Cisco ultra low latency support for MPI
My team demonstrated our new ultra-low latency Ethernet solution in the Cisco booth at SC this past week (it was so busy that I didn’t get to post this until it was all over!).
The short version is that we have implemented operating system bypass and NIC hardware offload via the Linux OpenFabrics verbs API stack. We call it “userspace NIC”, or “USNIC”.
But let’s cut to the chase — what’s the performance? Let’s break it down:
- On Cisco M3 servers featuring the Intel “Sandy Bridge” processor series, using Cisco 2nd generation Virtual Interface Cards (VIC), each with 2x10Gbps ports.
- With VICs hooked up back-to-back, the verbs half-round-trip ping pong latency is 1.7us.
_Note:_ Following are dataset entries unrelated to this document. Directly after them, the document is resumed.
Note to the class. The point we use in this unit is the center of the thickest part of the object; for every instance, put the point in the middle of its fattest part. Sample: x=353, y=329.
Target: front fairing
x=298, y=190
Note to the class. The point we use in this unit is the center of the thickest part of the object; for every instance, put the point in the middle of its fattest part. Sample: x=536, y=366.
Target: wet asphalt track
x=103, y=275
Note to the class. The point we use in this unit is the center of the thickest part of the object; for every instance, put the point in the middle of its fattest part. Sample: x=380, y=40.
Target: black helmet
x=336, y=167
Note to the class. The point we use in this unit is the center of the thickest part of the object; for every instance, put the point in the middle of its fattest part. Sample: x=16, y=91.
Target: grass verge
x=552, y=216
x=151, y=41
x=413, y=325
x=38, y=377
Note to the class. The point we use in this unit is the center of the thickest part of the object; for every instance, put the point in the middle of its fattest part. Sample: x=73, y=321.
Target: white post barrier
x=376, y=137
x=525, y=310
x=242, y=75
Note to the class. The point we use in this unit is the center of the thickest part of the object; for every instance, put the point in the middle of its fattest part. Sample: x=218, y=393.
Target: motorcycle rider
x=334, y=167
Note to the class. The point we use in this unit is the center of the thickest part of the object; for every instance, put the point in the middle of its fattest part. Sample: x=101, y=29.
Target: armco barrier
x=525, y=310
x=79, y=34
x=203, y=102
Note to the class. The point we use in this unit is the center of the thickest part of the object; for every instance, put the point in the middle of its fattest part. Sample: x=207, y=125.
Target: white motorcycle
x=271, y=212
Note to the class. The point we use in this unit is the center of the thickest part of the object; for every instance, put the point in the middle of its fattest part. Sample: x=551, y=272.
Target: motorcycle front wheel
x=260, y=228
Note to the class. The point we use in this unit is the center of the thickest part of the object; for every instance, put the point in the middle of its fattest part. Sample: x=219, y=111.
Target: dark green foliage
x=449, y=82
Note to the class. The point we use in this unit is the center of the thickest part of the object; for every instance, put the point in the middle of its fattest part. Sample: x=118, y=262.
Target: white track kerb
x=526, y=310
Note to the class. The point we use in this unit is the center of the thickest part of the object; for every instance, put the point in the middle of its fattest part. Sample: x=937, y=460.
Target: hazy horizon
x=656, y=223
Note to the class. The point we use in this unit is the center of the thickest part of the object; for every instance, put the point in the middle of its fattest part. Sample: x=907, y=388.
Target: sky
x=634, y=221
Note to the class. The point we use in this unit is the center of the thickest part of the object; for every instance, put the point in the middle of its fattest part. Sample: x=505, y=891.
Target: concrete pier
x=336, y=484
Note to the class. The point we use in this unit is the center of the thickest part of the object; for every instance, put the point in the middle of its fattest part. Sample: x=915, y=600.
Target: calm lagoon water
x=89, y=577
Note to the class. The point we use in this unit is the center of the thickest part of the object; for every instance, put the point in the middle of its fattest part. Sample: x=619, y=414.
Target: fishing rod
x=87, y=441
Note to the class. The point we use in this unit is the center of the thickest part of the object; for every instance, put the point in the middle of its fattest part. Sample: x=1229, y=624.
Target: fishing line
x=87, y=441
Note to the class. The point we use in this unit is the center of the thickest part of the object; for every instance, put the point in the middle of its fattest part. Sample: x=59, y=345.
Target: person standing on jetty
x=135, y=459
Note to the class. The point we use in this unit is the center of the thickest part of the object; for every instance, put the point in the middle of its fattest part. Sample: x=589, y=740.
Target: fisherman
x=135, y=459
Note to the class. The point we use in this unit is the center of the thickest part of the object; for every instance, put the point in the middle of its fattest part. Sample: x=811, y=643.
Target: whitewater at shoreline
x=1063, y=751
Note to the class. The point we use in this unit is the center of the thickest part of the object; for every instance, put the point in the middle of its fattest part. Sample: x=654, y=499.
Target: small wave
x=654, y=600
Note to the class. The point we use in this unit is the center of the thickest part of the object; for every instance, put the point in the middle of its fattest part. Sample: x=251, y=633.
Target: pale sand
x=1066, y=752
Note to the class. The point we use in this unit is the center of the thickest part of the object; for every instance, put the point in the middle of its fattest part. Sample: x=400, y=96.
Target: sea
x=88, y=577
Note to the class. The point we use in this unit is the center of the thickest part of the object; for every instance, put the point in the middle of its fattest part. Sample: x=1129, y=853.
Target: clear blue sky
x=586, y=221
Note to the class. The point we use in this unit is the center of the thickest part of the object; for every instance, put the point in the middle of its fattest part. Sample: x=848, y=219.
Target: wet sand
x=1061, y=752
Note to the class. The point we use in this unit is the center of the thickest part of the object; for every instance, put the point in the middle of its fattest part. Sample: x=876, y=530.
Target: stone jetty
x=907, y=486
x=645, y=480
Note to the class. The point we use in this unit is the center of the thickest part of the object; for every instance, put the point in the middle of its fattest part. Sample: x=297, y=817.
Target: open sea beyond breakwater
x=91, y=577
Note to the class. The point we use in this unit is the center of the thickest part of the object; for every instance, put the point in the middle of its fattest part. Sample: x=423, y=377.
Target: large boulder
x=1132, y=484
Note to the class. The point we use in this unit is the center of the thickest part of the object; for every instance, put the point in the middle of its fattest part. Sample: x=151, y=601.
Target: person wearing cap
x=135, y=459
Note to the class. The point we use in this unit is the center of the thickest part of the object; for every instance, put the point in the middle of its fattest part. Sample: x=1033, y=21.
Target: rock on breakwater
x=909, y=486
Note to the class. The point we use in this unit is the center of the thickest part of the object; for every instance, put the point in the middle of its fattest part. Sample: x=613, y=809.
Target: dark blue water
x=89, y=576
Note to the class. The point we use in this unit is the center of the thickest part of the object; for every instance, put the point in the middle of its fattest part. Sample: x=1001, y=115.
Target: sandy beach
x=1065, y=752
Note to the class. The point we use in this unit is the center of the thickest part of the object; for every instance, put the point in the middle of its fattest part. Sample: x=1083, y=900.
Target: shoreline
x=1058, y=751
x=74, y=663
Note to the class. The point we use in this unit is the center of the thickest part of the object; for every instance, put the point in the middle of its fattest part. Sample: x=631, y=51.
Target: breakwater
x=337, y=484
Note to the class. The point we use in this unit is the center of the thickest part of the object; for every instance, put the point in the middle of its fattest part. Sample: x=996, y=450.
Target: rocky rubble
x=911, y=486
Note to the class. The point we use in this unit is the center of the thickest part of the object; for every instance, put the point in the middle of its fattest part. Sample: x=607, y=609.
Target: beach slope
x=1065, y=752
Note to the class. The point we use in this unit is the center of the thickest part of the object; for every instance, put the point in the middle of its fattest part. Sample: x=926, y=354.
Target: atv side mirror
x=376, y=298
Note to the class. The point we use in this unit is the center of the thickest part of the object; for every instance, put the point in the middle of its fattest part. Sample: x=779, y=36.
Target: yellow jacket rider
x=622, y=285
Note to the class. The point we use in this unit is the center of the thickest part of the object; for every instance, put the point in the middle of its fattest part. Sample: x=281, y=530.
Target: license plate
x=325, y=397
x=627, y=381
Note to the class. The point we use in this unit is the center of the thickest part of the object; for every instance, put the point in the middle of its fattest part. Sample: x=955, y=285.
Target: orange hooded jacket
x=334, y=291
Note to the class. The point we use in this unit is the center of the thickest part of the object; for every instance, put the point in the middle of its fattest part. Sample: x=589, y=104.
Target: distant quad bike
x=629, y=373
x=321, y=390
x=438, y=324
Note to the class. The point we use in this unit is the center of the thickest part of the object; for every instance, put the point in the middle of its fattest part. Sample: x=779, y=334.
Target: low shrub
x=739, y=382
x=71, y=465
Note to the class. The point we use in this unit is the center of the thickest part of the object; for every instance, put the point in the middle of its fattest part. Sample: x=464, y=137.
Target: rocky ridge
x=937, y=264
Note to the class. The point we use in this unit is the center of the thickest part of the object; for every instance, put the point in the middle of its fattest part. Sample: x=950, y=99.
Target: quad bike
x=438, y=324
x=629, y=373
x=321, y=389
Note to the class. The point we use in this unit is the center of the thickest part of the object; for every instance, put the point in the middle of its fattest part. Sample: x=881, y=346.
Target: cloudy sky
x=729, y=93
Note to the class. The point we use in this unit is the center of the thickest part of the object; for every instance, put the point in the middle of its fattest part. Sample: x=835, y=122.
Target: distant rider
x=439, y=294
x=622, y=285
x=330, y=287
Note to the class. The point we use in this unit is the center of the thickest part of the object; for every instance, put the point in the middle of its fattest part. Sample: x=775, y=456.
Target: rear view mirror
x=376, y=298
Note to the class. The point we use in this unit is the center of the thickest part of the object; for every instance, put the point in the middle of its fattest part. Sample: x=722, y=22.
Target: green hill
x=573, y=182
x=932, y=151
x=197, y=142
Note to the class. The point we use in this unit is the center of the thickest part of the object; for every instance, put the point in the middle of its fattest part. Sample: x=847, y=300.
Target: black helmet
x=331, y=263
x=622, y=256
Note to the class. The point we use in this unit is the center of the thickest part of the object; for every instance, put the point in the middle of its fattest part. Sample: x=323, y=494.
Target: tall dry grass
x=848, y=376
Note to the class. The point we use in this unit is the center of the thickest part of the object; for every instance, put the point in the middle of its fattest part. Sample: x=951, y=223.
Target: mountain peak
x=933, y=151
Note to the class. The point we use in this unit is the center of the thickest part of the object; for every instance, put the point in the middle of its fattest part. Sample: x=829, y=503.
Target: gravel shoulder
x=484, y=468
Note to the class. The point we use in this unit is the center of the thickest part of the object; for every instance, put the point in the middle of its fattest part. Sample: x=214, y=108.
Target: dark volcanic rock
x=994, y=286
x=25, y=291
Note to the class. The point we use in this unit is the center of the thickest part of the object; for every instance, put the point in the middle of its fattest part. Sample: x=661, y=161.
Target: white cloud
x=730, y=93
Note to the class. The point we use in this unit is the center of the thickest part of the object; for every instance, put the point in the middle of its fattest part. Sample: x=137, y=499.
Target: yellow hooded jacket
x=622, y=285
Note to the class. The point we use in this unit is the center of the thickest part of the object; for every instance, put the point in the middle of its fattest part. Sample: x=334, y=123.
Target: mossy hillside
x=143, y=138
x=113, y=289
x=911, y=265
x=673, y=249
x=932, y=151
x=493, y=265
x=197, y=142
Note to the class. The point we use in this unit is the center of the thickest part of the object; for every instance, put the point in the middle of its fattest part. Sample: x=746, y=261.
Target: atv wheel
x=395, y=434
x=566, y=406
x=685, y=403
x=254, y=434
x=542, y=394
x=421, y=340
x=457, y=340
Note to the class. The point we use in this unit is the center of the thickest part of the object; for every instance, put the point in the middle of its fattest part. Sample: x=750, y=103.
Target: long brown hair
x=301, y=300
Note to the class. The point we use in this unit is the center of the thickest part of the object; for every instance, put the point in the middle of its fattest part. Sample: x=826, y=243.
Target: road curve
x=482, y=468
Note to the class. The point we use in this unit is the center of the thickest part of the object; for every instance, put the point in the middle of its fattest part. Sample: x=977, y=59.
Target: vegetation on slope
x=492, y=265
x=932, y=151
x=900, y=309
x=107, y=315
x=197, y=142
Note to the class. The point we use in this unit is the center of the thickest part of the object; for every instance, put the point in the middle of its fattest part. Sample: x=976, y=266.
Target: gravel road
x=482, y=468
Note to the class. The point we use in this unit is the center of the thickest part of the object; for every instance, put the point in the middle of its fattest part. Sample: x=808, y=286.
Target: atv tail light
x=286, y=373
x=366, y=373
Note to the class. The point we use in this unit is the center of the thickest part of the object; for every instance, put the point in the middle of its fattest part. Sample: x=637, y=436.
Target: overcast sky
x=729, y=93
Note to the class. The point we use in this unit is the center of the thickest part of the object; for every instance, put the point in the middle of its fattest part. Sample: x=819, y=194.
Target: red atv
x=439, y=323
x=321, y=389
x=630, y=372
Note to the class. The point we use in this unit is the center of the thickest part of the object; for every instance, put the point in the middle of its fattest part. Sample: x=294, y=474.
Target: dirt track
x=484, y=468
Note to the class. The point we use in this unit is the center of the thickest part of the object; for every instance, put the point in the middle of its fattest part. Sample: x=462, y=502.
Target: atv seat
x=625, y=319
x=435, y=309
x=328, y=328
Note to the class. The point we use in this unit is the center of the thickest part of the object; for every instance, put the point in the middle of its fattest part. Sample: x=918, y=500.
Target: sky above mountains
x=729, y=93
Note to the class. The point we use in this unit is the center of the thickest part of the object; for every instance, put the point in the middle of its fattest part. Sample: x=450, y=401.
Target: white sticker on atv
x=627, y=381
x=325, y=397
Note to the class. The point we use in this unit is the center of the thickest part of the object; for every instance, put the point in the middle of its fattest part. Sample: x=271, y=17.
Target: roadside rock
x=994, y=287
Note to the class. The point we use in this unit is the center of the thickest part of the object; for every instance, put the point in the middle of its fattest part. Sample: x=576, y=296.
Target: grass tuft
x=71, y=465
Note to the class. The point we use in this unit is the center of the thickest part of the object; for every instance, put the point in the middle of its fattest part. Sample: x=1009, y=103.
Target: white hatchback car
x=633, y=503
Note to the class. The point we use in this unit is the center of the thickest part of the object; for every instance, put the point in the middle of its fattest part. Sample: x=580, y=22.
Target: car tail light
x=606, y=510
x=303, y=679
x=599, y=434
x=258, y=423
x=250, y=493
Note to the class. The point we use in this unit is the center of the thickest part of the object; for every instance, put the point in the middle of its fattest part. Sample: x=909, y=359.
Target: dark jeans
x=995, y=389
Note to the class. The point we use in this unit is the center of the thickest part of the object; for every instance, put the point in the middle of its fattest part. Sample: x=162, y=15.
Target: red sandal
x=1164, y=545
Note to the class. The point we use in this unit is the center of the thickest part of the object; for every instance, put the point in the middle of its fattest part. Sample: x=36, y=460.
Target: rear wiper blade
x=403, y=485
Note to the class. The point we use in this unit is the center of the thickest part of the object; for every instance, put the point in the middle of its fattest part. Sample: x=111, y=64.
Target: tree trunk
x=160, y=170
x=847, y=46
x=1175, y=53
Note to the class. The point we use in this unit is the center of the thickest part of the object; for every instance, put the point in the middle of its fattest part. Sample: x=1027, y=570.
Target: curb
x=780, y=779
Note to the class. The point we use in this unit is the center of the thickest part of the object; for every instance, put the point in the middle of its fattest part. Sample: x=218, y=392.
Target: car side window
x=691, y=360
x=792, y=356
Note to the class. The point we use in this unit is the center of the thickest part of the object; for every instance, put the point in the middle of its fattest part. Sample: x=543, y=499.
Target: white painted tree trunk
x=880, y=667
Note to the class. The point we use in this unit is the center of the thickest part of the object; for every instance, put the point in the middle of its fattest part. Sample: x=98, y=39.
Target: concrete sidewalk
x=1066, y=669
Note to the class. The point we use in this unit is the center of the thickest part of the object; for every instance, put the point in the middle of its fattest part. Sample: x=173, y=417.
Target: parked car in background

- Then you add in 190ns port-to-port latency from Cisco’s newest ultra-high performance switch, the Nexus 3548.
- Then you add in 300-400ns latency for the prototype Open MPI plugin that we have written.
- Total MPI HRT pingpong latency is therefore ~2.3us.
We expect to bring the MPI latency down a little further, but this is a good starting point.
All the software above the VIC firmware will be open source. We still have some work to do to finish and clean up the code, but we hope to push it all upstream 1H2013.
The fun part is that this is a 100% software upgrade to existing Cisco hardware. So even if you already have Cisco M3 servers with the 2nd generation VIC, you can upgrade once the software becomes available.